Davvero la nuova norma sulla conferma del docente di sostegno su richiesta della famiglia non incide in alcun modo sui diritti degli altri docenti di ottenere una supplenza in base al loro punteggio in graduatoria? E’ una questione che è stata posta già lo scorso anno, in concomitanza con l’introduzione della continuità didattica su richiesta delle famiglie, e che si riproporrà inevitabilmente anche quest’anno. In attesa del pronunciamento del Tar di maggio che potrebbe mettere in discussione tutto l’impianto normativo in seguito al ricorso presentato dai sindacati in merito alla presunta illegittimità della procedura di conferma.
I prossimi passaggi
Questione che quest’anno diventa ancora più centrale in virtù del nuovo algoritmo con sistema di ripescaggio che consentirà ai docenti di non risultare rinunciatari per sedi non espresse come accaduto fino all’anno scorso. Una novità che se possibile dà ancora più forza a sindacati e docenti nel sottolineare la necessità di rispettare i punteggi in graduatoria nell’assegnazione degli incarichi.
Proprio l’algoritmo, dallo scorso anno, si arricchisce dell’ulteriore fase riservata alla continuità didattica sul sostegno con il bollettino zero, che opera entro il 31 agosto e consente di verificare la nominabilità dei docenti destinatari di richiesta di conferma da parte delle famiglie. Entro fine mese i dirigenti scolastici riceveranno tutte le richieste da parte delle famiglie, poi partirà l’iter di verifica di chi ha diritto e chi no.

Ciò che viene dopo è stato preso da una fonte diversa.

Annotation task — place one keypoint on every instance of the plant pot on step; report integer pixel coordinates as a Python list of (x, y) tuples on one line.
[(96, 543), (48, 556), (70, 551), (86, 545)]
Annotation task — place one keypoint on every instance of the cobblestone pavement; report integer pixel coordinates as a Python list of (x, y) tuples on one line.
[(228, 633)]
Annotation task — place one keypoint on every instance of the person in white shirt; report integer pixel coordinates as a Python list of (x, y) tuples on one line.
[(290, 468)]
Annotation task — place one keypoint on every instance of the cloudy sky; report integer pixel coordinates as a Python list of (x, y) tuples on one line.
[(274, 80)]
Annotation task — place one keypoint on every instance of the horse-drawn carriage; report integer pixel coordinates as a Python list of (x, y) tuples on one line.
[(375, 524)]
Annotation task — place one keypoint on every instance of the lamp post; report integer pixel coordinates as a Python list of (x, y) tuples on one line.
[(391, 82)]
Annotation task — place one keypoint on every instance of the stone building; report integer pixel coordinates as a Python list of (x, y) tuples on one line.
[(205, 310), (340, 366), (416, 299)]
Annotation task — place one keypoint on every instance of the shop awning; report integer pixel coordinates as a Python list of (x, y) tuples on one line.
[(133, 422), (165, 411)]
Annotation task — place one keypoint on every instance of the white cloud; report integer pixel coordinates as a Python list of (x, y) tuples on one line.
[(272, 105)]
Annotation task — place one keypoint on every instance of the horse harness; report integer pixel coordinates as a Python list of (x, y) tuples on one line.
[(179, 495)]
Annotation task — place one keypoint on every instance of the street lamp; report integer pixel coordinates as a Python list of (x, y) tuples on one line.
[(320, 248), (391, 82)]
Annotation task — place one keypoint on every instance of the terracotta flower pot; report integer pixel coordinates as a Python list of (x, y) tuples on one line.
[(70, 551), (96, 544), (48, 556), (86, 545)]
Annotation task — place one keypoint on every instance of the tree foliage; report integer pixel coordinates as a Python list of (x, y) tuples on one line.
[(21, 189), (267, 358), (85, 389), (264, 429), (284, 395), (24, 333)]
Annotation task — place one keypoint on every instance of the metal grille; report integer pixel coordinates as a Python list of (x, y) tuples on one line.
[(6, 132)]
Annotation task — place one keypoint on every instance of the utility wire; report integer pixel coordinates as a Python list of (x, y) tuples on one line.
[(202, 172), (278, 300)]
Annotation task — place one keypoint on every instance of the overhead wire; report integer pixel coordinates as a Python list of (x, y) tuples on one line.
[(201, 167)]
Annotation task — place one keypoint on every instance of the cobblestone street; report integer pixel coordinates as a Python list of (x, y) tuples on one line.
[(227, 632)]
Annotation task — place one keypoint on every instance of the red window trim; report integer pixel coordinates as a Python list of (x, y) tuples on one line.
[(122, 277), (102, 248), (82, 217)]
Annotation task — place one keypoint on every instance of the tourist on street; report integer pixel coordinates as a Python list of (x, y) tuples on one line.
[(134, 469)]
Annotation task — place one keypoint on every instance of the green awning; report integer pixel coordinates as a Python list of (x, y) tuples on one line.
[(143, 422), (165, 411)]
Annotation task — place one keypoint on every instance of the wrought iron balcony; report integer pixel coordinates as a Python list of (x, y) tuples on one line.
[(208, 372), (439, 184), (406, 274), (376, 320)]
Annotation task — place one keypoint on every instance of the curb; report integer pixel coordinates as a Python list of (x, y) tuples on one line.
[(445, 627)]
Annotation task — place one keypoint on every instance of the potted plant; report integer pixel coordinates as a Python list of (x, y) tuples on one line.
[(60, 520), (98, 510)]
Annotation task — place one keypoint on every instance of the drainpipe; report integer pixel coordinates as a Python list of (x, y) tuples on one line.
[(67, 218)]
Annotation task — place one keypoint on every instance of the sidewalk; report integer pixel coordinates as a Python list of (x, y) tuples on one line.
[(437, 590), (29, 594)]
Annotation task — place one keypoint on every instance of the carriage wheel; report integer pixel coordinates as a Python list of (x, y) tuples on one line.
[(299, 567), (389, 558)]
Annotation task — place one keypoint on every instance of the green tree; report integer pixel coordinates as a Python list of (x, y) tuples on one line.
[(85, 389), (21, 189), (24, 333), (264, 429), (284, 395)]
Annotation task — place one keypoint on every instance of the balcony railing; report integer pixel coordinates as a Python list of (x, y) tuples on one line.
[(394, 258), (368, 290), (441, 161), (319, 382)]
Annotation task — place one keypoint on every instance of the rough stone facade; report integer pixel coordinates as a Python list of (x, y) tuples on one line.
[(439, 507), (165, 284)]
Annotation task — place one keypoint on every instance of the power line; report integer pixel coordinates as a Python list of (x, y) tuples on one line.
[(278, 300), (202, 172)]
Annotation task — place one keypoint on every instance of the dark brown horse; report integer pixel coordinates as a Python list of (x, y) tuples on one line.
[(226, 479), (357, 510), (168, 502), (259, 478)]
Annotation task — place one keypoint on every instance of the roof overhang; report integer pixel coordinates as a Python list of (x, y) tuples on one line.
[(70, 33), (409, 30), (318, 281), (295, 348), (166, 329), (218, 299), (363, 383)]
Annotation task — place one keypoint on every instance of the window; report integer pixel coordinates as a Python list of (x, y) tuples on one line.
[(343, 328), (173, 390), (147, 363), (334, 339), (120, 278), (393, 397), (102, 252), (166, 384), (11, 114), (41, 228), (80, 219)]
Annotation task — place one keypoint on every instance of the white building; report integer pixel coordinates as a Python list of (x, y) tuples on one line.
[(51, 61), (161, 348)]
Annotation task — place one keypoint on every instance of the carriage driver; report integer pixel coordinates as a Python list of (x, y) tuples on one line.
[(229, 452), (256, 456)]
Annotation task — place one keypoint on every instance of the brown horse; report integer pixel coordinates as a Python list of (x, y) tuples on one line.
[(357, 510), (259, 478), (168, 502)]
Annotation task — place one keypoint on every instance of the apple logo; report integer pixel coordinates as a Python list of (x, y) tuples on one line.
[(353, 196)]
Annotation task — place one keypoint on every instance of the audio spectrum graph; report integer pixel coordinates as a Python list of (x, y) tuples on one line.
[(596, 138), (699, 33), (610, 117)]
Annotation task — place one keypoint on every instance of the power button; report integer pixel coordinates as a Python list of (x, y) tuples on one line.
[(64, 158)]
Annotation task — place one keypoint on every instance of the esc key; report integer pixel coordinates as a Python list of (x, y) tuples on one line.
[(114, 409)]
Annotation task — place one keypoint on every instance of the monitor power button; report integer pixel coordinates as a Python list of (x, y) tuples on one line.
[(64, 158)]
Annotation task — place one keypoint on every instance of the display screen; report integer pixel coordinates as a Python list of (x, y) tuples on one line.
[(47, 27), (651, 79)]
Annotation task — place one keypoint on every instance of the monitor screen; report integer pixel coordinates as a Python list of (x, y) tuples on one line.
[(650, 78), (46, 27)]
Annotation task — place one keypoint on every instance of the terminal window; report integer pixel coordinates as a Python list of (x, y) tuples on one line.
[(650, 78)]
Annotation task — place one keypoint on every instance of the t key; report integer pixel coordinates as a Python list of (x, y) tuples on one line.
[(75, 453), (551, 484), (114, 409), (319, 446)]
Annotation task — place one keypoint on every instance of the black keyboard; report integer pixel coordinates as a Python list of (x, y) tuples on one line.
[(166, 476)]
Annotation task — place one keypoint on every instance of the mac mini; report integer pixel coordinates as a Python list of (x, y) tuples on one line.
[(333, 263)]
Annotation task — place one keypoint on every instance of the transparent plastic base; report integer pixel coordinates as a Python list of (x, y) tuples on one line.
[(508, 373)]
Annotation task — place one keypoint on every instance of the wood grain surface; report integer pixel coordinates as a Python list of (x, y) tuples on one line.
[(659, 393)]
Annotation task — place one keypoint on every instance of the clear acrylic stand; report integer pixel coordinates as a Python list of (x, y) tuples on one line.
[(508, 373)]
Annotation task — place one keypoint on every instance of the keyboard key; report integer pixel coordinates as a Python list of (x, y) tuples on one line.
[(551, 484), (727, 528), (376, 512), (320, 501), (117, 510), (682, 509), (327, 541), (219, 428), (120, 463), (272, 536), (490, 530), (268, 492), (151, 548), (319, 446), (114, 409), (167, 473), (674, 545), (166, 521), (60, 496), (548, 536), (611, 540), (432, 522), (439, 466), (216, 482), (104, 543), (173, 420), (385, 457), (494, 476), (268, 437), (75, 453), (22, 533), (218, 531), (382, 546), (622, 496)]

Dopo una prima disponibilità di massima non vincolante, i docenti dovranno ufficializzare la propria disponibilità con la domanda per le max 150 preferenze.
Le criticità
Se tutte le condizioni ci saranno, il docente destinatario di continuità può essere confermato anche per un incarico annuale fino al 31 agosto, a prescindere dalla tipologia di contratto precedente, anche con spezzone orario.
Secondo Anief, intervenuto a Orizzonte Scuola, “questa procedura presenta criticità. In particolare, può penalizzare altri docenti, inclusi quelli non specializzati o con maggiore anzianità di servizio, che verrebbero scavalcati nelle graduatorie. Per questo motivo, viene spesso considerata una soluzione non strutturale al problema della continuità, che invece richiederebbe un incremento dei posti in organico di diritto e una maggiore stabilizzazione del personale.”